Communiqué de presse - 2010-78 QPC

Décision n° 2010-78 QPC du 10 décembre 2010 - Société IMNOMA [Intangibilité du bilan d'ouverture]



Le Conseil constitutionnel a été saisi le 6 octobre 2010 par le Conseil d'État, dans les conditions prévues à l'article 61-1 de la Constitution, d'une question prioritaire de constitutionnalité posée par la société IMNOMA. Cette question était relative à la conformité aux droits et libertés que la Constitution garantit du paragraphe IV de l'article 43 de la loi n° 2004-1485 du 30 décembre 2004 de finances rectificative pour 2004.

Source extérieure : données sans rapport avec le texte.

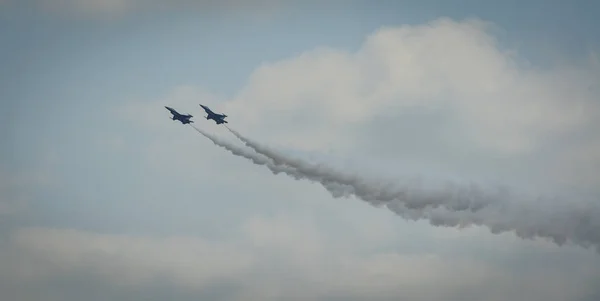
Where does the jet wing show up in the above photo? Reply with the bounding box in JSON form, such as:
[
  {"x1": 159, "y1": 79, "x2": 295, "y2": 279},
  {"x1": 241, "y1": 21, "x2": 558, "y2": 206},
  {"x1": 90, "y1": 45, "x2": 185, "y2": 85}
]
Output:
[{"x1": 200, "y1": 104, "x2": 213, "y2": 114}]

Ces dispositions concernent le bilan que toute société est tenue d'établir. Le bilan établi à l'ouverture d'un exercice doit être identique à celui établi à la clôture de l'exercice précédent (article L. 123-19 du code de commerce). Si une erreur a été commise, elle doit être corrigée selon la règle de la « correction symétrique » des bilans et remontée jusqu'au bilan dans lequel l'erreur a été commise. Cependant, une jurisprudence ancienne limite cette rétroactivité en instituant la règle de l'intangibilité du bilan d'ouverture du premier exercice non prescrit.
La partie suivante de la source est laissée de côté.